Plaintiffs assert that the LA contains confidential, commercially sensitive details of plaintiffs' financial and competitive business information, specifically the financing terms for the loans that plaintiffs provided to defendants, the disclosure of which could cause plaintiffs competitive harm. Thus, plaintiffs claim that good cause exists to seal the LA in order to protect their business.
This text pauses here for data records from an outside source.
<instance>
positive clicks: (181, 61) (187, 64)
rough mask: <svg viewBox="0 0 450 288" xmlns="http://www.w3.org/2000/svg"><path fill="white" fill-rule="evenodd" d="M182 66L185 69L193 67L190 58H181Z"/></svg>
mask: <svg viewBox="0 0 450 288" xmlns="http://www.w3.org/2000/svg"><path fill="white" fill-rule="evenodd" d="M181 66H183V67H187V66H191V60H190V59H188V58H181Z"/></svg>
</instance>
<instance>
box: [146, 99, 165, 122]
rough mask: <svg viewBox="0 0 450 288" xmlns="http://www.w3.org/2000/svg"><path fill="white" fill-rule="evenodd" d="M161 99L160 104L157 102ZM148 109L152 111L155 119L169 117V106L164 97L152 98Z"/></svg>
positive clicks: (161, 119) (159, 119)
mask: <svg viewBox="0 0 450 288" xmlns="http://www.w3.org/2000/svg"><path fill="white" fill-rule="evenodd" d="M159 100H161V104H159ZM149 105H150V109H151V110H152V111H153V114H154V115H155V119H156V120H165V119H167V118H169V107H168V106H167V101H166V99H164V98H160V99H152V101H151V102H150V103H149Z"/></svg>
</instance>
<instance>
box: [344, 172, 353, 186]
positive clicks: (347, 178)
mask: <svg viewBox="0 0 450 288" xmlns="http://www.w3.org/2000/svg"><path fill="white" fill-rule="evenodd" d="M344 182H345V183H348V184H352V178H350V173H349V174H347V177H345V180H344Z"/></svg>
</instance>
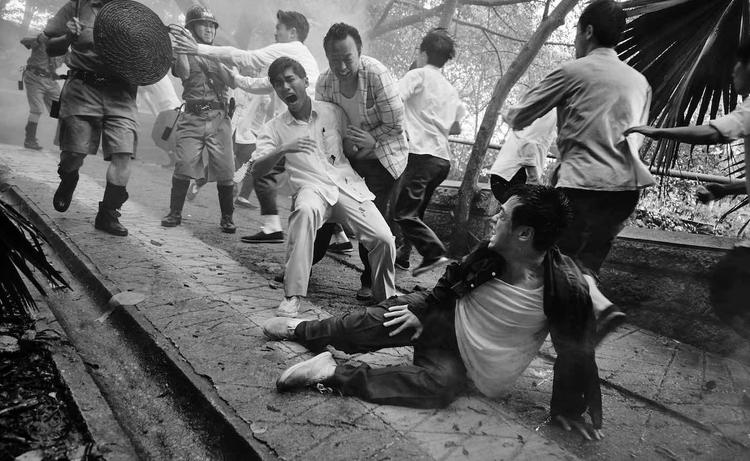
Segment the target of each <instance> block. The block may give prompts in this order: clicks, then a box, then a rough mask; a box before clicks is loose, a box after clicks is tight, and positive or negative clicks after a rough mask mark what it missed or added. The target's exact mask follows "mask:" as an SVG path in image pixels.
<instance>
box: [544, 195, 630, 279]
mask: <svg viewBox="0 0 750 461" xmlns="http://www.w3.org/2000/svg"><path fill="white" fill-rule="evenodd" d="M561 190H563V191H564V192H565V195H567V196H568V199H570V203H571V205H572V206H573V214H574V215H573V222H572V223H571V225H570V226H568V228H567V229H566V230H565V232H564V233H563V235H562V237H561V238H560V240H558V242H557V246H558V247H559V248H560V251H562V252H563V253H565V254H566V255H568V256H570V257H571V258H573V259H575V260H576V261H578V262H579V263H580V264H581V265H582V266H583V267H585V268H587V269H589V270H591V271H593V272H594V273H597V274H598V273H599V269H600V268H601V267H602V263H603V262H604V259H605V258H606V257H607V254H608V253H609V250H610V249H611V248H612V242H613V241H614V239H615V237H617V234H619V233H620V231H621V230H622V228H623V227H625V220H627V219H628V217H629V216H630V215H631V214H632V213H633V211H634V210H635V206H636V205H637V204H638V198H639V196H640V192H639V191H637V190H628V191H595V190H584V189H570V188H566V187H563V188H561Z"/></svg>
The court finds that plaintiffs' application comports with the applicable sealing standards as set forth in Mosallem (76 AD3d 345). The LA contains extensive sensitive, nonpublic financial information that could threaten plaintiffs' competitive advantage and therefore warrants protection (see id.; see also Spot & Co. of Manhattan, Inc. v Rudin, 2022 NY Slip Op 33980[U] [Sup Ct, NY County 2022]). Further, the court finds no compelling public interest in the financial terms discussed in the LA (see Dawson, 184 AD2d 246) and, with no stated opposition in this record indicating otherwise, the LA should be sealed.
Accordingly, it is
ORDERED that motion seq. no. 001 is granted, and plaintiffs shall file a copy of the LA (NYSCEF Doc. Nos. 11 and 19) by March 25, 2023, redacted to the extent that it concerns confidential financial terms for the loans plaintiffs provided to defendants; and it is further
ORDERED that the New York County Clerk, upon service to him of this order by movant, shall seal NYSCEF Doc. Nos. 11 and 19; and it is further
ORDERED that the New York County Clerk shall restrict access to the sealed documents with access to be granted only to authorized court personnel and designees, the parties and counsel of record in the above-captioned action, and any representative of a party or of counsel of record upon presentation to the County Clerk of written authorization from [*3]counsel; and it is further
DATE March 11, 2024ROBERT R. REED, J.S.C.